時事随想抄

歴史家の視点から国際情勢・時事問題などについて語るブログ

自己中心主義が蝕む現代社会

 秋葉原で起きた痛ましい無差別殺人事件をはじめ、近年に発生した残虐な事件は、図らずも、現代社会が抱える病の深さを語っているように思うのです。それは、自己中心主義という病です。

 そもそも、人間とは、客観性と主観性の両者によって支えられている存在であり、そのどちらに傾斜しても健全な精神のバランスを失います。自己中心主義とは、客観性が欠けたメンタリティーを意味しており、全ての判断は、自分を中心になされるのです。物事の善悪も、道徳上の判断も例外ではなく、法律があろうが、社会的な倫理があろうが、それは、まったく関係はありません。

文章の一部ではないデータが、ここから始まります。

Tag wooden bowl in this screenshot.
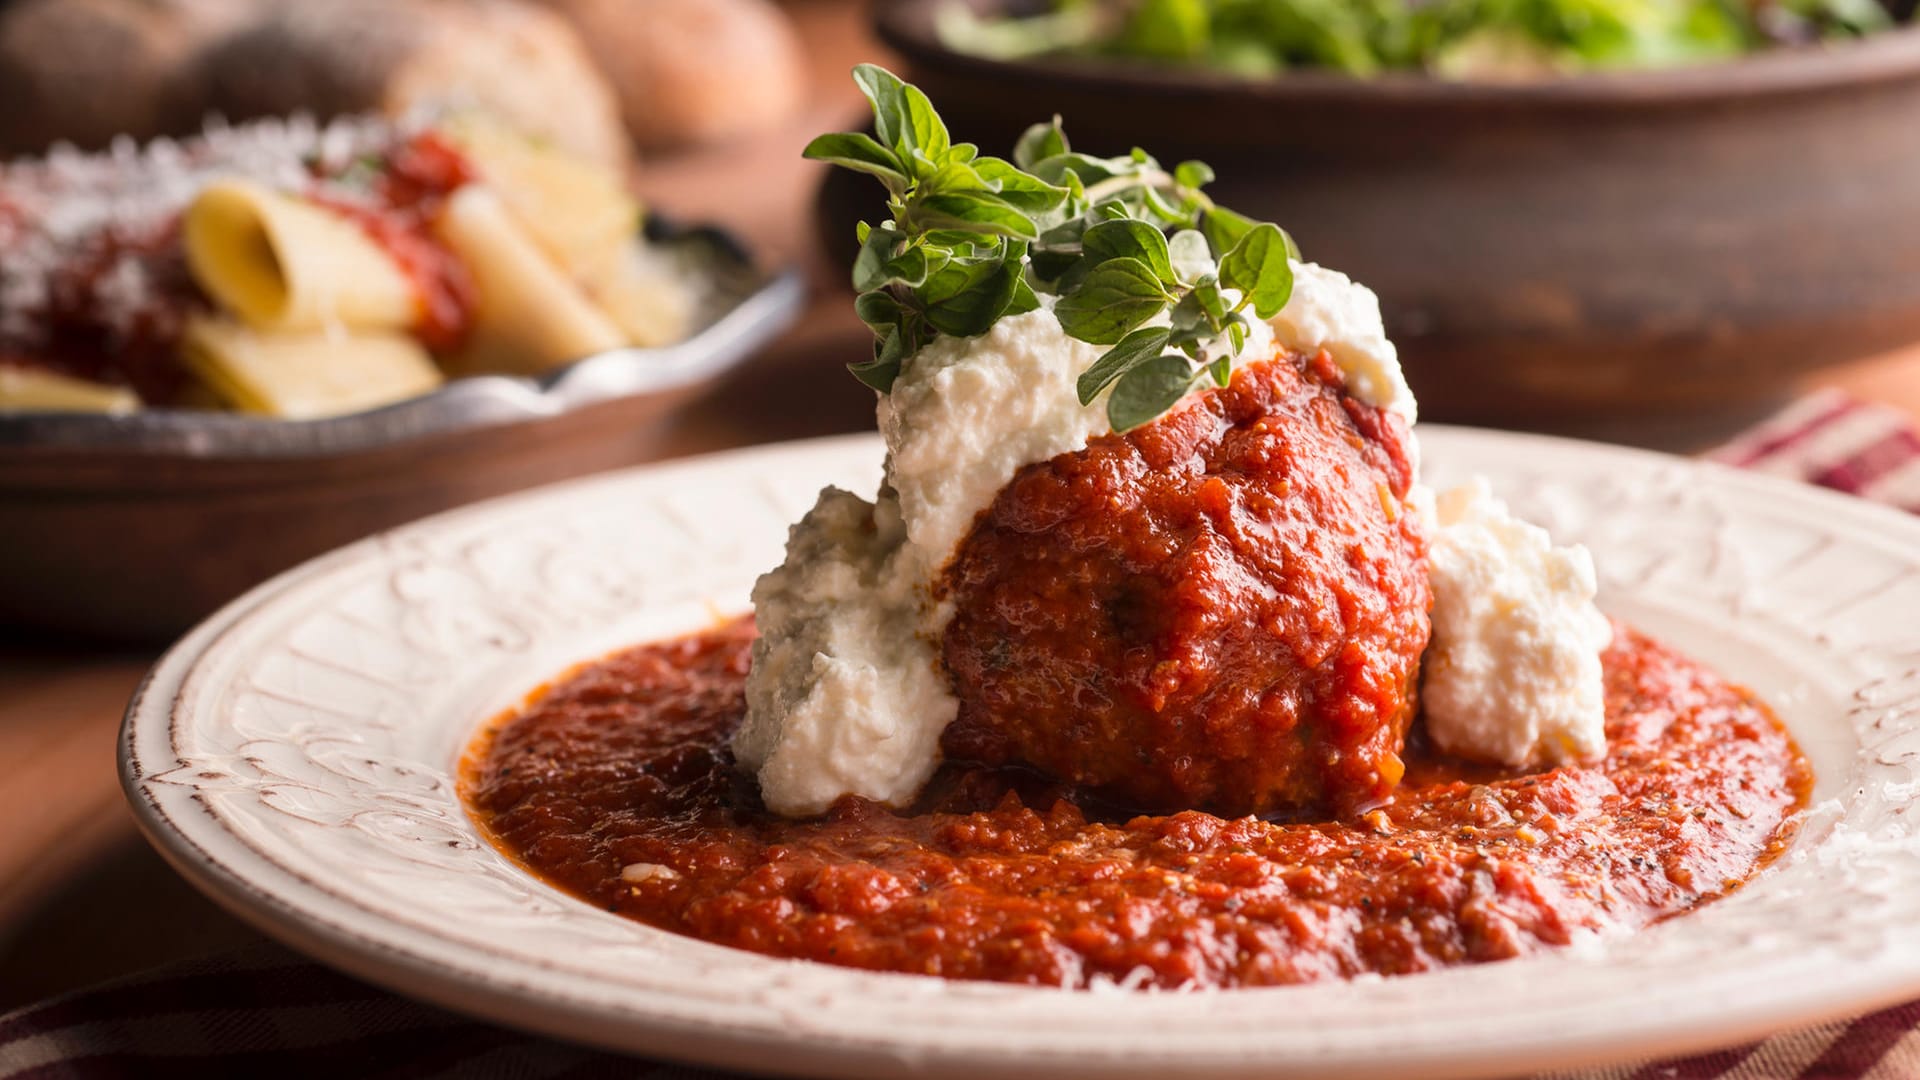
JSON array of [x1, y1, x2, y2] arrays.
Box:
[[841, 0, 1920, 424], [0, 230, 805, 643]]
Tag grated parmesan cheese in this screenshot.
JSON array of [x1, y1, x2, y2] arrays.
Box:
[[0, 114, 405, 355]]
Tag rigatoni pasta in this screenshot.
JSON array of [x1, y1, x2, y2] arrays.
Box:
[[0, 113, 702, 419], [183, 181, 420, 333], [181, 318, 444, 420], [433, 186, 628, 377], [445, 117, 638, 277], [0, 366, 140, 414], [584, 252, 699, 349]]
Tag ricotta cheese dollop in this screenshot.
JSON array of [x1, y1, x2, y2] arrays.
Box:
[[1421, 479, 1612, 768], [1270, 261, 1415, 425], [733, 306, 1118, 815]]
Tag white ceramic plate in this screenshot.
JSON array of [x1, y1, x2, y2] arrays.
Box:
[[121, 428, 1920, 1080]]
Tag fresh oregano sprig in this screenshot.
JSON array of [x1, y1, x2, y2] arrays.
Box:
[[807, 64, 1302, 431]]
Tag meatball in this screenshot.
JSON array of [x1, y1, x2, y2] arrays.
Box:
[[938, 350, 1430, 818]]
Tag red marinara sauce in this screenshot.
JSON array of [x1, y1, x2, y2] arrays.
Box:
[[462, 618, 1810, 990], [309, 131, 479, 352], [19, 215, 202, 404], [941, 353, 1429, 819]]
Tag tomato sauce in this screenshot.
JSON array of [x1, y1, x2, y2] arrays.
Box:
[[22, 216, 203, 404], [942, 353, 1430, 818], [462, 618, 1810, 990], [308, 131, 478, 352]]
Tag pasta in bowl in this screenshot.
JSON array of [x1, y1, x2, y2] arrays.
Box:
[[0, 113, 800, 639], [0, 112, 739, 420]]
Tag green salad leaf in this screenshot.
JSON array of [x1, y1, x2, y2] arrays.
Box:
[[810, 64, 1304, 431], [939, 0, 1898, 79]]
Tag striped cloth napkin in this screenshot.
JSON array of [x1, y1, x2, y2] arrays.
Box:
[[6, 391, 1920, 1080], [1708, 389, 1920, 509]]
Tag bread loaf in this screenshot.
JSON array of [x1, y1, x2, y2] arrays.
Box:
[[0, 0, 255, 156], [544, 0, 806, 151], [198, 0, 629, 169]]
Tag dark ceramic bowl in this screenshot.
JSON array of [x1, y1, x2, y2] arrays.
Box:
[[831, 0, 1920, 424], [0, 226, 805, 642]]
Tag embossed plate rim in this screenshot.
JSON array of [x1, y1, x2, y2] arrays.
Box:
[[120, 428, 1920, 1079]]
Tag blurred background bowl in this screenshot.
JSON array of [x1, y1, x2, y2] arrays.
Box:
[[825, 0, 1920, 426], [0, 226, 804, 643]]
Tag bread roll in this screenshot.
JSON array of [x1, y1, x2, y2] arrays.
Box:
[[0, 0, 255, 156], [199, 0, 629, 170], [544, 0, 805, 151]]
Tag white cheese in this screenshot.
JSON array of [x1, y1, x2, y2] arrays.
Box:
[[735, 306, 1125, 817], [736, 270, 1414, 818], [878, 305, 1115, 576], [1271, 262, 1415, 425], [619, 862, 681, 883], [1421, 478, 1612, 768], [733, 486, 956, 815]]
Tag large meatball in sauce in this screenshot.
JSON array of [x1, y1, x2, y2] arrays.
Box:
[[938, 349, 1430, 818]]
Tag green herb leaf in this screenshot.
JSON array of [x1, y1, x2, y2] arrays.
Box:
[[855, 64, 952, 172], [1028, 151, 1130, 188], [1219, 223, 1294, 318], [1167, 229, 1214, 282], [901, 83, 952, 163], [853, 227, 933, 291], [1030, 247, 1080, 283], [1174, 160, 1216, 189], [1013, 117, 1068, 170], [850, 323, 912, 391], [1226, 315, 1248, 355], [848, 353, 899, 392], [1032, 213, 1086, 256], [1077, 325, 1171, 404], [912, 191, 1041, 239], [1055, 257, 1173, 344], [1208, 354, 1233, 387], [853, 289, 903, 330], [921, 158, 986, 193], [1192, 277, 1229, 325], [1109, 354, 1197, 431], [1140, 184, 1191, 227], [1166, 289, 1210, 352], [920, 230, 996, 253], [1201, 206, 1255, 258], [815, 63, 1297, 414], [973, 156, 1071, 214], [1081, 219, 1175, 283], [802, 132, 908, 193], [922, 255, 1024, 337], [1006, 274, 1042, 317], [853, 64, 915, 156]]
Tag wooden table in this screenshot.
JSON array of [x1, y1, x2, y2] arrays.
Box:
[[8, 0, 1920, 1012]]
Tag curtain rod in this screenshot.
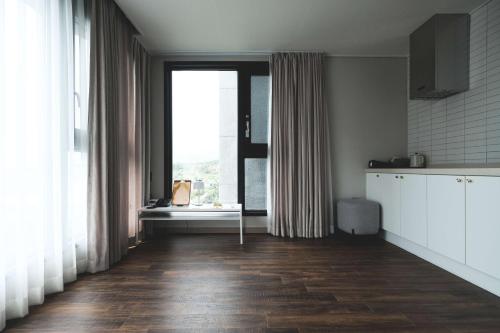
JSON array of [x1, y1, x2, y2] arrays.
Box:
[[149, 51, 408, 58]]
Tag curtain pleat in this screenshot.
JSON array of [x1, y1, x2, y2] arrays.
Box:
[[87, 0, 150, 272], [269, 53, 333, 238], [131, 39, 151, 240]]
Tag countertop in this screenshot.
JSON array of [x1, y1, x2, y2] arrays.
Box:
[[366, 166, 500, 176]]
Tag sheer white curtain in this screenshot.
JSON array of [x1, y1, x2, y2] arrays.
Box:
[[0, 0, 88, 330]]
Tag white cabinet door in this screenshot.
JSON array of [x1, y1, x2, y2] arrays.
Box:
[[366, 173, 384, 233], [400, 174, 427, 247], [427, 175, 466, 263], [466, 176, 500, 279], [379, 173, 401, 235], [366, 173, 382, 203]]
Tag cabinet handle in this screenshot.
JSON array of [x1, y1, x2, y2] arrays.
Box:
[[466, 178, 473, 183], [376, 174, 379, 178], [456, 178, 463, 183], [400, 175, 404, 179], [395, 176, 399, 179]]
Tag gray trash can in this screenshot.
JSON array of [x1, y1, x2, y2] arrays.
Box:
[[337, 198, 380, 235]]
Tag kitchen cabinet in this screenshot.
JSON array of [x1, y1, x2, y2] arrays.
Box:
[[466, 176, 500, 279], [366, 173, 400, 235], [366, 170, 500, 296], [366, 173, 381, 203], [427, 175, 465, 263], [380, 173, 401, 235], [400, 174, 427, 247]]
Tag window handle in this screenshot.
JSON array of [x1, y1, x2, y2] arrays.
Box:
[[74, 92, 81, 108], [245, 118, 250, 139]]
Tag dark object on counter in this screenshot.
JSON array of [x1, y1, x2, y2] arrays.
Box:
[[146, 198, 171, 209], [368, 157, 410, 169], [391, 157, 411, 168], [368, 160, 392, 168]]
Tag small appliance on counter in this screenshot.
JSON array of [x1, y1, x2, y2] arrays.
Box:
[[368, 156, 410, 169], [409, 152, 426, 168], [146, 198, 171, 209]]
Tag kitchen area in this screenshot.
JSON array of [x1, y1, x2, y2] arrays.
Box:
[[365, 2, 500, 298]]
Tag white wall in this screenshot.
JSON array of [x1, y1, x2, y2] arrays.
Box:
[[150, 55, 408, 229], [327, 57, 408, 200]]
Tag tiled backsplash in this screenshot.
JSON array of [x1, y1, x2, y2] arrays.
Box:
[[408, 0, 500, 165]]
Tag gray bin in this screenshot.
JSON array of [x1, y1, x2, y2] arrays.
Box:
[[337, 198, 380, 235]]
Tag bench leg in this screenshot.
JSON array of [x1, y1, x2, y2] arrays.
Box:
[[136, 211, 140, 245], [240, 211, 243, 245]]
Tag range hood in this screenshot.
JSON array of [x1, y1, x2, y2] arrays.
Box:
[[410, 14, 470, 100]]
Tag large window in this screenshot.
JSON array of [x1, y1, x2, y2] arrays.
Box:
[[171, 70, 238, 204], [165, 62, 269, 215]]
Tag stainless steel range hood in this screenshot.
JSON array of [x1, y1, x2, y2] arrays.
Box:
[[410, 14, 470, 100]]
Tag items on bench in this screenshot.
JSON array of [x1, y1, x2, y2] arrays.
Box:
[[136, 204, 243, 244]]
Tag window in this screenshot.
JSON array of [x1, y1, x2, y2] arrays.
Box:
[[171, 70, 238, 204], [239, 66, 269, 215], [165, 62, 269, 215]]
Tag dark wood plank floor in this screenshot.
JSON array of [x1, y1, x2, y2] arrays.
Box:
[[5, 234, 500, 332]]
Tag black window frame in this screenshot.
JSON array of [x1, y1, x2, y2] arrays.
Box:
[[164, 61, 269, 216]]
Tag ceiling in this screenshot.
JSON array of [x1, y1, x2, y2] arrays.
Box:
[[115, 0, 486, 56]]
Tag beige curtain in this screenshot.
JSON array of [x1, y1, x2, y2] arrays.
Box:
[[130, 39, 151, 239], [87, 0, 150, 273], [269, 53, 333, 238]]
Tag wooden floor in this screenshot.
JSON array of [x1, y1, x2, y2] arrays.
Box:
[[6, 234, 500, 332]]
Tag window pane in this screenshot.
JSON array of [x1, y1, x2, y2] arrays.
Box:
[[244, 158, 267, 210], [250, 76, 269, 143], [172, 71, 238, 204]]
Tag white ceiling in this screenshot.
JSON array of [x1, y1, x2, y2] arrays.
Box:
[[115, 0, 486, 56]]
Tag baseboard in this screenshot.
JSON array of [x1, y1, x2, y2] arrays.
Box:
[[381, 230, 500, 297]]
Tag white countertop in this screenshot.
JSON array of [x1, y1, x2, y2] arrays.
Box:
[[366, 167, 500, 176]]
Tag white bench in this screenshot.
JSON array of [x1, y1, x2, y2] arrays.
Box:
[[136, 204, 243, 244]]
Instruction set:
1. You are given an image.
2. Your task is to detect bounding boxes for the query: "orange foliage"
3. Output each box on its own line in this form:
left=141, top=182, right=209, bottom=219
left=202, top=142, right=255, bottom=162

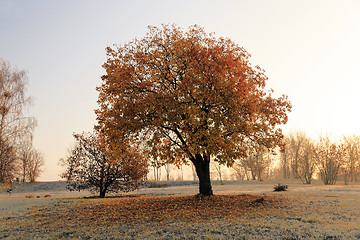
left=96, top=24, right=291, bottom=194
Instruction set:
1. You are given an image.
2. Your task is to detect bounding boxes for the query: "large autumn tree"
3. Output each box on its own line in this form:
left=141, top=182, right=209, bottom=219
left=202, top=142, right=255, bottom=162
left=96, top=25, right=291, bottom=195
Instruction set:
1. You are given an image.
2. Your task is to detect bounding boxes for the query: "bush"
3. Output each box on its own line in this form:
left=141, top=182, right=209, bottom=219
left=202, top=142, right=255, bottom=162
left=60, top=132, right=148, bottom=198
left=274, top=183, right=288, bottom=191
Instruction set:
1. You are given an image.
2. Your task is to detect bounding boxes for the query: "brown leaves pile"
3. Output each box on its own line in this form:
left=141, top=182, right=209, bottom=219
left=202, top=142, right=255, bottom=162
left=32, top=194, right=282, bottom=227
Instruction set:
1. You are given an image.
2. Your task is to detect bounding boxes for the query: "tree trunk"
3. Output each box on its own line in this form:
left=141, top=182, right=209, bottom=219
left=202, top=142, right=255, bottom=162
left=22, top=161, right=26, bottom=182
left=99, top=182, right=106, bottom=198
left=192, top=153, right=213, bottom=195
left=344, top=170, right=349, bottom=185
left=165, top=164, right=171, bottom=181
left=251, top=171, right=256, bottom=180
left=99, top=189, right=106, bottom=198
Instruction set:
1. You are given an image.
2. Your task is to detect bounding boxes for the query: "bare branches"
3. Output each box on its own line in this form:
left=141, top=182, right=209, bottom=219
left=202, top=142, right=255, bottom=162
left=0, top=59, right=38, bottom=184
left=341, top=135, right=360, bottom=184
left=315, top=136, right=344, bottom=185
left=282, top=130, right=316, bottom=184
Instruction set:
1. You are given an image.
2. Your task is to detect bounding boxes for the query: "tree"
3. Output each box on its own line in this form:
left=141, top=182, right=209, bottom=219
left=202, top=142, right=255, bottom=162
left=149, top=157, right=163, bottom=181
left=0, top=59, right=36, bottom=184
left=0, top=138, right=16, bottom=183
left=17, top=138, right=32, bottom=182
left=17, top=135, right=44, bottom=182
left=280, top=149, right=291, bottom=179
left=231, top=161, right=247, bottom=180
left=212, top=161, right=225, bottom=184
left=60, top=132, right=148, bottom=198
left=296, top=140, right=316, bottom=184
left=283, top=130, right=307, bottom=178
left=96, top=24, right=291, bottom=195
left=17, top=134, right=33, bottom=182
left=283, top=130, right=316, bottom=184
left=315, top=136, right=344, bottom=185
left=164, top=163, right=172, bottom=181
left=240, top=147, right=272, bottom=181
left=341, top=135, right=360, bottom=184
left=26, top=148, right=45, bottom=182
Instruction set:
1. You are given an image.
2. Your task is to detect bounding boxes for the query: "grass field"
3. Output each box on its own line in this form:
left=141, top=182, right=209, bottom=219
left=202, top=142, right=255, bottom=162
left=1, top=180, right=360, bottom=239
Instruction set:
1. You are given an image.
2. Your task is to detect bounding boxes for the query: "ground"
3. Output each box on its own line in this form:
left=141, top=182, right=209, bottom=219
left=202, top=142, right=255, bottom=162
left=1, top=180, right=360, bottom=239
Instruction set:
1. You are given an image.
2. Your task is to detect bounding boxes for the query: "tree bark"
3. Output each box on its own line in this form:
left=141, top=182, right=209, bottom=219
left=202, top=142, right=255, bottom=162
left=99, top=187, right=106, bottom=198
left=192, top=153, right=213, bottom=196
left=99, top=181, right=107, bottom=198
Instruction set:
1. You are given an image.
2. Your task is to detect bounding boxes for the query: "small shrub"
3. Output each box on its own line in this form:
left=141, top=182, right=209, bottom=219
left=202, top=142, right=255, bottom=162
left=60, top=132, right=148, bottom=198
left=44, top=194, right=51, bottom=198
left=274, top=183, right=288, bottom=192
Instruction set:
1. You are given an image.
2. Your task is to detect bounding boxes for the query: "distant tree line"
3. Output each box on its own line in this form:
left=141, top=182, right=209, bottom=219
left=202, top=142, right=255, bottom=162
left=0, top=59, right=44, bottom=187
left=229, top=130, right=360, bottom=185
left=147, top=130, right=360, bottom=186
left=281, top=130, right=360, bottom=185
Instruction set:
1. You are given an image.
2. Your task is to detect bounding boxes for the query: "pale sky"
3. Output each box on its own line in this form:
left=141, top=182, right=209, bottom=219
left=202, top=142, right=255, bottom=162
left=1, top=0, right=360, bottom=181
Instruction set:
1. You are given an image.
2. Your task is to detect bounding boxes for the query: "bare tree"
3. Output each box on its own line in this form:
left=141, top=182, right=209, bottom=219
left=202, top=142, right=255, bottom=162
left=164, top=163, right=172, bottom=181
left=241, top=147, right=272, bottom=181
left=315, top=136, right=345, bottom=185
left=212, top=161, right=225, bottom=184
left=282, top=130, right=317, bottom=183
left=280, top=148, right=291, bottom=178
left=284, top=131, right=316, bottom=184
left=17, top=134, right=33, bottom=182
left=297, top=140, right=316, bottom=184
left=0, top=138, right=16, bottom=183
left=26, top=149, right=44, bottom=182
left=150, top=157, right=163, bottom=181
left=341, top=135, right=360, bottom=184
left=283, top=130, right=308, bottom=179
left=231, top=161, right=247, bottom=180
left=15, top=131, right=44, bottom=183
left=0, top=59, right=36, bottom=184
left=180, top=166, right=184, bottom=181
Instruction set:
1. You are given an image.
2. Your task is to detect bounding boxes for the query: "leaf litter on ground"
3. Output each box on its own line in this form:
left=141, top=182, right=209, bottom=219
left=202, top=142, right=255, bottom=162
left=23, top=194, right=284, bottom=228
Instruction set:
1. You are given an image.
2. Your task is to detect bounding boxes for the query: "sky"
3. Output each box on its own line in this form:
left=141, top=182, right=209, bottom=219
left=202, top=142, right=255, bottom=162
left=1, top=0, right=360, bottom=181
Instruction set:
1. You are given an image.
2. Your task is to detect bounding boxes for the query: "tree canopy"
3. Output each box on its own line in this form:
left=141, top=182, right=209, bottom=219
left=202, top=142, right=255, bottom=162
left=96, top=24, right=291, bottom=195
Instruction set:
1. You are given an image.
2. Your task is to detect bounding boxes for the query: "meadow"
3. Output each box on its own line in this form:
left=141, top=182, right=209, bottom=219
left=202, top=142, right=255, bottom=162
left=1, top=180, right=360, bottom=239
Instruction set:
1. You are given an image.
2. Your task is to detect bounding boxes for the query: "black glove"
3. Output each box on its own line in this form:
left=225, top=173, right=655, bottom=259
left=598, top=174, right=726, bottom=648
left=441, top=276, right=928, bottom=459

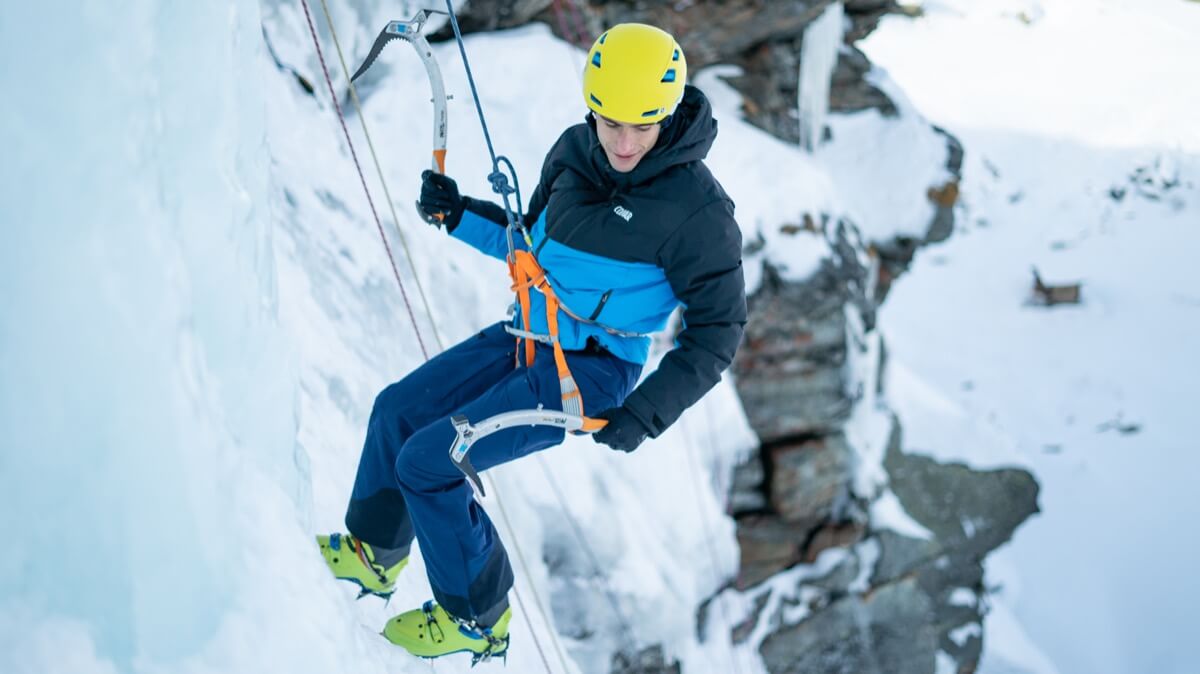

つまり、自分が気に入らないことは悪と見なし、自分の身に起こる不都合なことも、すべての他者のせいと見なすのです。自己を絶対的な高みに置いているのですから、他者犠牲にすることなど、全く平気です。そこでは、他者を思いやる気持ちも、他者にも自分と同等の命があることも、すっかり忘れ去られているのです。

 自己中心主義に陥りますと、世界や宇宙が自分を中心に回っていると錯覚し、自らは、自然の中にあって、他の人々とともに生かされているという感覚は失われてゆきます。現代社会がバランスを取り戻すためには、他者の存在への意識、つまり、客観性というものを取り戻す方法を真剣に考えなくてはならないのではないか、と思うのです。